In February of 2020, Cohere signed a lease for an office in Toronto. Then came the pandemic. By July of 2020, when they could finally return to work in a limited capacity, they realized they had already outgrown their new home. They moved to a larger space that used to be Slack’s Canadian HQ.

At Cohere’s offices today, they’re getting ready to install a staircase so staff can move more easily between floors and get to the cafeteria a little quicker. It’s stocked with healthy snacks: Zhang and Gomez say they will eat anything that’s put in front of them, so they wanted to make sure the options available at work are good for them. (Espresso is plentiful, however, as is beer for afterwork socializing.)
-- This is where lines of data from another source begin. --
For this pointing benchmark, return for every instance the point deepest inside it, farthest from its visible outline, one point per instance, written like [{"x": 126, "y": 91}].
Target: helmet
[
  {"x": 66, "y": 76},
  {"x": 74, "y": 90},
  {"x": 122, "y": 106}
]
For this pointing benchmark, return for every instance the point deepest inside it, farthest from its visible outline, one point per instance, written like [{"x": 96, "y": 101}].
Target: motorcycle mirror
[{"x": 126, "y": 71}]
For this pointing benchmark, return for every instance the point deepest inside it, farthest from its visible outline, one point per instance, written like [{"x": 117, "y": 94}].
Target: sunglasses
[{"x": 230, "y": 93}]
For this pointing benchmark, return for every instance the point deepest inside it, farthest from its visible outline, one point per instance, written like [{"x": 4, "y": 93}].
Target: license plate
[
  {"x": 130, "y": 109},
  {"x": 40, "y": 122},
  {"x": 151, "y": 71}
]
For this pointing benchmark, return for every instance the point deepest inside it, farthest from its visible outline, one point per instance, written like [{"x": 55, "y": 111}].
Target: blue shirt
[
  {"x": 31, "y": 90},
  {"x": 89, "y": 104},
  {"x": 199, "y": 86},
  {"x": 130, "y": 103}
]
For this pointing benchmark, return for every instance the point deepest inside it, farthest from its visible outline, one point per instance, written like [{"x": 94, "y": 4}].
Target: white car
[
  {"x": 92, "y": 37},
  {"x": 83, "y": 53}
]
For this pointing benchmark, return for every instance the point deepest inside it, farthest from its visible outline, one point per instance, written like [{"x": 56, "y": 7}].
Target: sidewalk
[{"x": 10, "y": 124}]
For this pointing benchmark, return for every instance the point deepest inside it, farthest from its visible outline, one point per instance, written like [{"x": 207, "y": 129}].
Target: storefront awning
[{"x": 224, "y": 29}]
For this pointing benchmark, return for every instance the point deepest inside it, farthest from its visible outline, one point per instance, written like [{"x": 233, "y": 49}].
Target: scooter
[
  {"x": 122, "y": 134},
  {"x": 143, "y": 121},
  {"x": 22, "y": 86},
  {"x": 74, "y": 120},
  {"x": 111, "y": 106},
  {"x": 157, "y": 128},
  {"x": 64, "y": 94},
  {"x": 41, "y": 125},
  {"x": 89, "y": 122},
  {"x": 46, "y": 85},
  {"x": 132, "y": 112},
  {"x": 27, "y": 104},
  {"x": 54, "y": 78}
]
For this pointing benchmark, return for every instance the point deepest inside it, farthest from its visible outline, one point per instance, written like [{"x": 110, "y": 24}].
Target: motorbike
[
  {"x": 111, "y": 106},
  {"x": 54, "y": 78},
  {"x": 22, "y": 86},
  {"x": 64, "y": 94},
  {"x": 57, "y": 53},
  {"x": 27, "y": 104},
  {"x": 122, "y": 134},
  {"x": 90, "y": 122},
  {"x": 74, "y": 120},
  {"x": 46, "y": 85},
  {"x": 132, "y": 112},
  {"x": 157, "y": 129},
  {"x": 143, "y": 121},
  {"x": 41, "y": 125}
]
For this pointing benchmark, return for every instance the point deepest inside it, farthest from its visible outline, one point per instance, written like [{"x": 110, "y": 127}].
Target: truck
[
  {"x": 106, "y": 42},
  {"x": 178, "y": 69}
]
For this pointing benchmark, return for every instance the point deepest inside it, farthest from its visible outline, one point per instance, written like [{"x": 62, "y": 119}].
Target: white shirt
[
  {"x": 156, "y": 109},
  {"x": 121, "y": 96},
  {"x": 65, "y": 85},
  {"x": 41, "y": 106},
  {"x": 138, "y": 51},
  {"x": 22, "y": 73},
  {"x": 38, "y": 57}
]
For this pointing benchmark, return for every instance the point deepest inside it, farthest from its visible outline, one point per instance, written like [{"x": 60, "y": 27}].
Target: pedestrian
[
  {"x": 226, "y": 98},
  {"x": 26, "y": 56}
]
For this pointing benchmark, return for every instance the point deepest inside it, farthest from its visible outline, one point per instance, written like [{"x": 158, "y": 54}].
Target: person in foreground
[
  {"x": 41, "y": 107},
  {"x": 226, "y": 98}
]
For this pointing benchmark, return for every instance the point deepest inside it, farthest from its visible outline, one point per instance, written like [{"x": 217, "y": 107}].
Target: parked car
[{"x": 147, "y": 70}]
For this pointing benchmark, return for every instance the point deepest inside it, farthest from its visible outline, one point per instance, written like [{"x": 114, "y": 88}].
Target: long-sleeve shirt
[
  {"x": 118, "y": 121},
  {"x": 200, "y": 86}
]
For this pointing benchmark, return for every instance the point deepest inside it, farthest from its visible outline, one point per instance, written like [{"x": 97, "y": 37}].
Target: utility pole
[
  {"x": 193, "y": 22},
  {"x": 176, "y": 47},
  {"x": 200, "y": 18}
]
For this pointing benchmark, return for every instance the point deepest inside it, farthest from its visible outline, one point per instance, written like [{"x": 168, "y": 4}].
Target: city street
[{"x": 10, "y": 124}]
The company currently has 72 people working in Canada, 15 in the United States and six in the United Kingdom. The US$125-million Series B funding they secured in February will allow Cohere to expand even further internationally. Former Apple director Bill MacCartney, who is now Cohere’s vice-president of engineering and machine learning, is leading the new Palo Alto office. It’s entirely possible, Zhang admits, that they will soon outgrow their new Toronto headquarters again.